How Blizzard Used Kafka to Save Our Pipeline (and Azeroth)
by Jeff Field, Systems Engineer, Blizzard
video, slide
When Blizzard started sending gameplay data to Hadoop in 2013, we went through several iterations before settling on Flumes in many data centers around the world reading from RabbitMQ and writing to central flumes in our Los Angeles datacenter. While this worked at first, by 2015 we were hitting problems scaling to the number of events required. This is how we used Kafka to save our pipeline.
以下內容來自谷歌翻譯:
當暴雪在2013年開始向Hadoop發(fā)??送游戲數(shù)據(jù)時,我們經(jīng)歷了幾次迭代,然后在世界各地的許多數(shù)據(jù)中心處理Flumes,從RabbitMQ讀取并寫入我們Los的中央水槽安吉拉數(shù)據(jù)中心。雖然這一工作起初,到2015年,我們正在將問題擴大到所需的事件數(shù)量。這是我們如何使用Kafka來保存我們的管道。
Kafka Connect Best Practices – Advice from the Field
by Randall Hauch, Engineer, Confluent
video, slide
This talk will review the Kafka Connect Framework and discuss building data pipelines using the library of available Connectors. We’ll deploy several data integration pipelines and demonstrate :
best practices for configuring, managing, and tuning the connectors
tools to monitor data flow through the pipeline
using Kafka Streams applications to transform or enhance the data in flight.
以下內容來自谷歌翻譯:
這個討論將回顧Kafka連接框架,并討論使用可用連接器庫構建數(shù)據(jù)管道。
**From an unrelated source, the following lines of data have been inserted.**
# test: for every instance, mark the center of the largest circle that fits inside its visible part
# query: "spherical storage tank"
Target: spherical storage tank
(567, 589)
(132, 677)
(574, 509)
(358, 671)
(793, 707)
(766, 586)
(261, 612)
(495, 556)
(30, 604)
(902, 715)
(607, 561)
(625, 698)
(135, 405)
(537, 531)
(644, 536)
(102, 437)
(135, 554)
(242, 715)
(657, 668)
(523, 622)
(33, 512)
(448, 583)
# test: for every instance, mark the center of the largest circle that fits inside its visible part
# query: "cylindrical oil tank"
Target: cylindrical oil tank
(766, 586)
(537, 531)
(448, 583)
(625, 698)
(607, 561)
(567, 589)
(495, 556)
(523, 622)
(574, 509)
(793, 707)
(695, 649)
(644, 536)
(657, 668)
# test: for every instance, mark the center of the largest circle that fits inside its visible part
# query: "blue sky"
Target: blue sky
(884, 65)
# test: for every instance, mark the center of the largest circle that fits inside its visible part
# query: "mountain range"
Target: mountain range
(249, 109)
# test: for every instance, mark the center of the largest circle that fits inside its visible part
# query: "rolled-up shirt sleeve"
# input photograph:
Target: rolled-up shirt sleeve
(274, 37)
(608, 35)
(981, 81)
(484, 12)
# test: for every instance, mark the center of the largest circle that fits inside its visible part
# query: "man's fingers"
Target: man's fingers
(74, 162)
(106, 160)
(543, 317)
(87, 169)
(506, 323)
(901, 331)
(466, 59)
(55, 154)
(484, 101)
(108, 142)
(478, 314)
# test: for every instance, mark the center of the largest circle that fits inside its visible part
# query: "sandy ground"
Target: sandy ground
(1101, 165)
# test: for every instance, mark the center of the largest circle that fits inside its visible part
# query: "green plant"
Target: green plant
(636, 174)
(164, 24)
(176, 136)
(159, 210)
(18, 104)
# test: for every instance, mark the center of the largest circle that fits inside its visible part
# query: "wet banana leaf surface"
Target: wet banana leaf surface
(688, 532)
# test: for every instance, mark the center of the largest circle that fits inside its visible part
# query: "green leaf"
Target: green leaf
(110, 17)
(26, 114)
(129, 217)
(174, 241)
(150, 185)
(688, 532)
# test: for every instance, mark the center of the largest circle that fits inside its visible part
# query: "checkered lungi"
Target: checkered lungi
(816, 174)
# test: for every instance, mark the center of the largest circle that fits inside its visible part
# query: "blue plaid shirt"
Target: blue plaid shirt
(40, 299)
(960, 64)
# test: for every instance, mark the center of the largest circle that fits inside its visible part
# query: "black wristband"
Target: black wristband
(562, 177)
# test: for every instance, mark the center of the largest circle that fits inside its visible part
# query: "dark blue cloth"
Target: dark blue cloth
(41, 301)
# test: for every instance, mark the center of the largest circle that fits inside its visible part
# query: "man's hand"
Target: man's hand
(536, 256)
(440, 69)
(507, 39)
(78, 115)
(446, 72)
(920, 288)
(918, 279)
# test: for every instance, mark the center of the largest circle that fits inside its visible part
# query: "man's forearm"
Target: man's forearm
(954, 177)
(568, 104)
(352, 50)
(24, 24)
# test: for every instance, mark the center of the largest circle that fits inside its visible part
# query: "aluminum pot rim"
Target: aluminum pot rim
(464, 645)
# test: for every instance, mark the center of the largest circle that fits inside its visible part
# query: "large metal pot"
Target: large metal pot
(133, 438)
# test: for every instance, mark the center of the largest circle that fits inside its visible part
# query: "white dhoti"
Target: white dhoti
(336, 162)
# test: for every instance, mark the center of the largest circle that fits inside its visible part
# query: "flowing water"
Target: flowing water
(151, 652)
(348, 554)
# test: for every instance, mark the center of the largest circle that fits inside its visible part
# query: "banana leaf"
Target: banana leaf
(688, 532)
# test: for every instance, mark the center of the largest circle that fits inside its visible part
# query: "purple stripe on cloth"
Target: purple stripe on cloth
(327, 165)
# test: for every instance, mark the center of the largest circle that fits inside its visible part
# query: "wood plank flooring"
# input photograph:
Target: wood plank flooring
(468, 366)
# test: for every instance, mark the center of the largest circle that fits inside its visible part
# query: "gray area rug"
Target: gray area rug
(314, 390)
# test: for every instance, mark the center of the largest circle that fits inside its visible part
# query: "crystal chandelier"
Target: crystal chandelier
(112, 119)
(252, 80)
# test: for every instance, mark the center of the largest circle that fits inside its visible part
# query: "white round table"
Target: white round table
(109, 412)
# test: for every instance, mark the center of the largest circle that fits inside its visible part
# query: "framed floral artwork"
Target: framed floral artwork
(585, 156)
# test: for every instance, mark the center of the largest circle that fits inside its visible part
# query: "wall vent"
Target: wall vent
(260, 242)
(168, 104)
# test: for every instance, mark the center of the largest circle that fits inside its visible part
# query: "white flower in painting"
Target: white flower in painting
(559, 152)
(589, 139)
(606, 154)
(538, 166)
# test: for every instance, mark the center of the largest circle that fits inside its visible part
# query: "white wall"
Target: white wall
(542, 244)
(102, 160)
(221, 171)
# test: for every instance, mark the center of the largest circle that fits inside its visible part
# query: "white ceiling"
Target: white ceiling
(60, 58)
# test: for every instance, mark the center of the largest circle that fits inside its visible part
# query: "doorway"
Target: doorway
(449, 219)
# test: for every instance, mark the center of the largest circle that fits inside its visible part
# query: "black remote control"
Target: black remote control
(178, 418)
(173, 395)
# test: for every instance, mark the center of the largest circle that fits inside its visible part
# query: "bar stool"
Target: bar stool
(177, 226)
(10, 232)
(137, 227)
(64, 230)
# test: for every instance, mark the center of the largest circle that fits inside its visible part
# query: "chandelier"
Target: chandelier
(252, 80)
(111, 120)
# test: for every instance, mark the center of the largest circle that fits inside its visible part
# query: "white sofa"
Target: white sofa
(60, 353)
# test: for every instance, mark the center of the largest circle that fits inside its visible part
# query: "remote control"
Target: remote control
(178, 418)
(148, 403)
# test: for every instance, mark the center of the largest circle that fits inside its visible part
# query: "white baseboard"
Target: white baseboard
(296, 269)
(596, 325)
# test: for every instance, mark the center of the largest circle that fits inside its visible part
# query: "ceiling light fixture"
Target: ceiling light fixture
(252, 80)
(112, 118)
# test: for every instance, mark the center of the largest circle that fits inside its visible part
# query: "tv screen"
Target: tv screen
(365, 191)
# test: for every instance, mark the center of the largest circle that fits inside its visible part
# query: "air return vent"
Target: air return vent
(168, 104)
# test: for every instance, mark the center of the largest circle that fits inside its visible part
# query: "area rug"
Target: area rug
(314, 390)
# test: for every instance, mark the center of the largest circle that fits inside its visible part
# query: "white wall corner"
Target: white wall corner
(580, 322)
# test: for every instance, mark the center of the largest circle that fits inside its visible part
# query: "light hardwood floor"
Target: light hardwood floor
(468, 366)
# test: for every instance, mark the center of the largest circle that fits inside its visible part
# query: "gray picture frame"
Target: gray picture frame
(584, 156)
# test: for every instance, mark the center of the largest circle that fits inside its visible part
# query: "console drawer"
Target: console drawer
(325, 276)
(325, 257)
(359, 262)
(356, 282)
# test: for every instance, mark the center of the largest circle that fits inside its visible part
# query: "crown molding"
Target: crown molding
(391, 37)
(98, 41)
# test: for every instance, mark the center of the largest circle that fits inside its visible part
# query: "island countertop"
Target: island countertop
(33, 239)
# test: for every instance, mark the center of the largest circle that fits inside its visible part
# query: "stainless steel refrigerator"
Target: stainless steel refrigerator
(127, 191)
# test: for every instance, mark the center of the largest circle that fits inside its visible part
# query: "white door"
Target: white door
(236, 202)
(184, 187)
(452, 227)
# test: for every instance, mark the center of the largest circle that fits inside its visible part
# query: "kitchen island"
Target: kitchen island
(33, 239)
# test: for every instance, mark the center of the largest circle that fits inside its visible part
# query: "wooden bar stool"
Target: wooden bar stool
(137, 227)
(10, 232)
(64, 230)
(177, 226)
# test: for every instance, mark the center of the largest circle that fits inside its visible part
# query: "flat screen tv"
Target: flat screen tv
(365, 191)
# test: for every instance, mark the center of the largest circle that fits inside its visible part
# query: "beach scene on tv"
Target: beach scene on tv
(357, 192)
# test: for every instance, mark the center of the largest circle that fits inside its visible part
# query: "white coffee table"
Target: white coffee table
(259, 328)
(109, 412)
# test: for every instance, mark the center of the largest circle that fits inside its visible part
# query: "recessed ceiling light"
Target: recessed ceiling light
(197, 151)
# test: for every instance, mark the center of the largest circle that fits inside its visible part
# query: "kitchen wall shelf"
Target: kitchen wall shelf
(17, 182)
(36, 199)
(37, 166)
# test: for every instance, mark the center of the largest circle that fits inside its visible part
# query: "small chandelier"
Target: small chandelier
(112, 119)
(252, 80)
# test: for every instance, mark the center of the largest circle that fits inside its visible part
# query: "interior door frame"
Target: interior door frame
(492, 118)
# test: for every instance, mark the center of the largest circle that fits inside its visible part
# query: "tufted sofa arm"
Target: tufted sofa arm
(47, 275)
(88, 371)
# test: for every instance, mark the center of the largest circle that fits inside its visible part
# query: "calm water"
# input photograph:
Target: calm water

我們將部署多個數(shù)據(jù)集成管道并展示:
配置,管理和調整連接器的最佳做法
通過管道監(jiān)視數(shù)據(jù)流的工具
使用Kafka流應用程序來轉換或增強飛行中的數(shù)據(jù)。
One Data Center is Not Enough: Scaling Apache Kafka Across Multiple Data Centers
by Gwen Shapira, Product Manager, Confluent
video, slide
You have made the transition from single machines and one-off solutions to distributed infrastructure in your data center powered by Apache Kafka. But what if one data center is not enough? In this session, we review resilient data pipelines with Apache Kafka that span multiple data centers. We provide an overview of best practices and common patterns including key areas such as architecture and data replication as well as disaster scenarios and failure handling.
以下內容來自谷歌翻譯:
您已經(jīng)通過Apache Kafka,將數(shù)據(jù)中心從單機和一次性解決方案過渡到數(shù)據(jù)中心的分布式基礎設施。但是如果一個數(shù)據(jù)中心還不夠?在本次會議中,我們將審查跨越多個數(shù)據(jù)中心的Apache Kafka的彈性數(shù)據(jù)流水線。我們提供最佳實踐和常見模式的概述,包括架構和數(shù)據(jù)復制以及災難情景和故障處理等關鍵領域。